Worin haben wir ein Loch geschossen, werden Sie fragen. Die Frage ist nicht leicht zu
beantworten. Ich würde sagen: Wir haben ein Loch in die Wirklichkeit geschossen. – Ein winziges
Loch. Es ist nur von einer Seite zu sehen. Von der anderen Seite sieht die Welt aus, als gäbe es kein
Loch. Es ist ein zweidimensionaler grauer Fleck.

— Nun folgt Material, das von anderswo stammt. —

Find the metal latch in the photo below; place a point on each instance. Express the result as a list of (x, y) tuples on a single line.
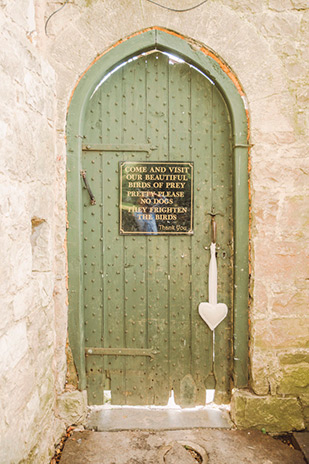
[(150, 352), (92, 198)]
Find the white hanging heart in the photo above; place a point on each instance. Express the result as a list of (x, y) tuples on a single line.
[(212, 314)]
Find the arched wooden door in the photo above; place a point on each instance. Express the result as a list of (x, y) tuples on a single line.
[(140, 288)]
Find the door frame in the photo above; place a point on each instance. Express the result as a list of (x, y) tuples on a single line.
[(210, 64)]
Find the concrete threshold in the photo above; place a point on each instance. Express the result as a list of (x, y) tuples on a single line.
[(154, 419)]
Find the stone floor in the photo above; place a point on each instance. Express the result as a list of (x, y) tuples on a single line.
[(145, 436), (221, 446)]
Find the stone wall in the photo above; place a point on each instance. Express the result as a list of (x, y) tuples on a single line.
[(265, 43), (32, 361)]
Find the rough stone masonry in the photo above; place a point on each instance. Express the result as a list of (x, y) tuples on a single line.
[(266, 45)]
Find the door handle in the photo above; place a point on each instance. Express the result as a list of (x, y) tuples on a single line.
[(92, 198)]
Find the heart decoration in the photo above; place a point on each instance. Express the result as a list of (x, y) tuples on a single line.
[(212, 312)]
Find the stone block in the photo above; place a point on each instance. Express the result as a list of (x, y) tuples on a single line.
[(72, 407), (280, 333), (13, 346), (304, 400), (295, 380), (272, 413)]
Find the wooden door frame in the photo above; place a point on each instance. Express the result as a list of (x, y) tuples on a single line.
[(210, 64)]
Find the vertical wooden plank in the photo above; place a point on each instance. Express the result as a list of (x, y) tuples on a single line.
[(202, 365), (92, 245), (157, 246), (134, 130), (222, 200), (113, 302), (180, 246)]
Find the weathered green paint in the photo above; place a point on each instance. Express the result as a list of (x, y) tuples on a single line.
[(141, 324)]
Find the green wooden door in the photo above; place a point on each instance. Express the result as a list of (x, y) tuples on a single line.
[(143, 334)]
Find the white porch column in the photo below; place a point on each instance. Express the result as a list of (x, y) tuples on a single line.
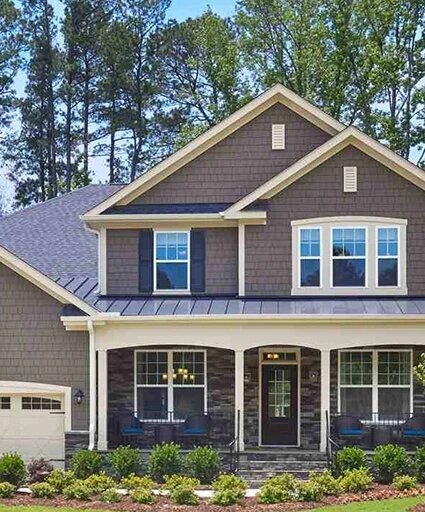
[(325, 403), (239, 396), (92, 385), (102, 385)]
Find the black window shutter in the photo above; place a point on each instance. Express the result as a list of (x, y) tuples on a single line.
[(146, 261), (197, 261)]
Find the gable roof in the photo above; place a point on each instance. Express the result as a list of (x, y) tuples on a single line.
[(51, 237), (276, 94), (350, 136)]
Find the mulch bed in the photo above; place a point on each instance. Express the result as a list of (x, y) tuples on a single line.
[(377, 492)]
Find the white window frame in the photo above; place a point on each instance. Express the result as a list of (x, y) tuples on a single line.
[(170, 384), (332, 258), (327, 224), (375, 386), (156, 261), (301, 258), (388, 257)]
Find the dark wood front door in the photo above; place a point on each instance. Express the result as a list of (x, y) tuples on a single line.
[(279, 404)]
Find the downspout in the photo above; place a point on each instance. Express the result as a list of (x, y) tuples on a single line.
[(92, 384)]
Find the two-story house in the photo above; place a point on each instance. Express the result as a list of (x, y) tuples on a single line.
[(269, 274)]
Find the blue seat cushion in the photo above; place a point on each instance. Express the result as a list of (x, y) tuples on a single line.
[(351, 432), (132, 430), (414, 432), (195, 431)]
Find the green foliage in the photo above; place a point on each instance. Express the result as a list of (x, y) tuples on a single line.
[(356, 480), (419, 463), (143, 496), (86, 463), (39, 470), (99, 483), (405, 483), (171, 482), (59, 479), (202, 463), (184, 495), (110, 496), (125, 461), (310, 491), (77, 491), (133, 482), (12, 469), (389, 461), (349, 458), (7, 490), (329, 485), (229, 490), (165, 460), (42, 490)]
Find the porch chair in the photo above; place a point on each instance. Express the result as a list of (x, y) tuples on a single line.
[(196, 426), (413, 429), (129, 427), (349, 430)]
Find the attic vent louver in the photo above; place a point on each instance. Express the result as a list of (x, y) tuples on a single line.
[(350, 179), (278, 136)]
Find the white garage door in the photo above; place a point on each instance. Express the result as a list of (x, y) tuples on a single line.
[(33, 425)]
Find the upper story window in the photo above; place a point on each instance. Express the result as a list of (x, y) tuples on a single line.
[(171, 270), (349, 255)]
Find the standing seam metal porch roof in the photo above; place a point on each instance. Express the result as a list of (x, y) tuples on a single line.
[(85, 288)]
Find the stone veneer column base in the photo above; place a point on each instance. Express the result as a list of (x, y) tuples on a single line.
[(74, 441)]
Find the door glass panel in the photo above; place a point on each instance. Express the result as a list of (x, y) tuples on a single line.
[(279, 393)]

Zuerst dachten wir an eine Störung des Elektronenmikroskops. Aber der Fleck wächst, und
mittlerweile kann man ihn mit einer starken Lupe sehen: der Durchmesser beträgt zur Zeit
0,053mm. Und was auch immer wir in das Loch einführen: es verschwindet spurlos. Es wird
buchstäblich vernichtet. Aber nur was von der sichtbaren Seite hineingerät, verschwindet, die
Vernichtung ist vektoriell: Führt man von hinten einen Stab hinein, kann man ihn vorne ergreifen
und unbeschadet hindurchziehen.
Wir haben aus allen möglichen Materialien einen Sarkophag für das Loch gebaut. Doch nichts
kann es aufhalten. Je schneller das Loch wächst, um so schneller nimmt die Geschwindigkeit seines
Wachstums zu. Bald werden wir es nicht mehr vor den Augen der Menschheit verbergen können. –
Es wird zur Scheibe werden, die die Welt in zwei Teile teilt: Die Menschen hinter der Scheibe
werden die vor der Scheibe sehen können. Sie können auch zu ihnen hindurch. Aber sie können nie
wieder zurück. Doch das eigentliche Problem ist die Erdrotation: dadurch rotiert die Scheibe auch.
Wenn sie immer größer wird – und es gibt nichts, was sie stoppen kann – wird sie irgendwann die
Sonne, irgendwann die Galaxie, irgendwann das Universum verschlingen.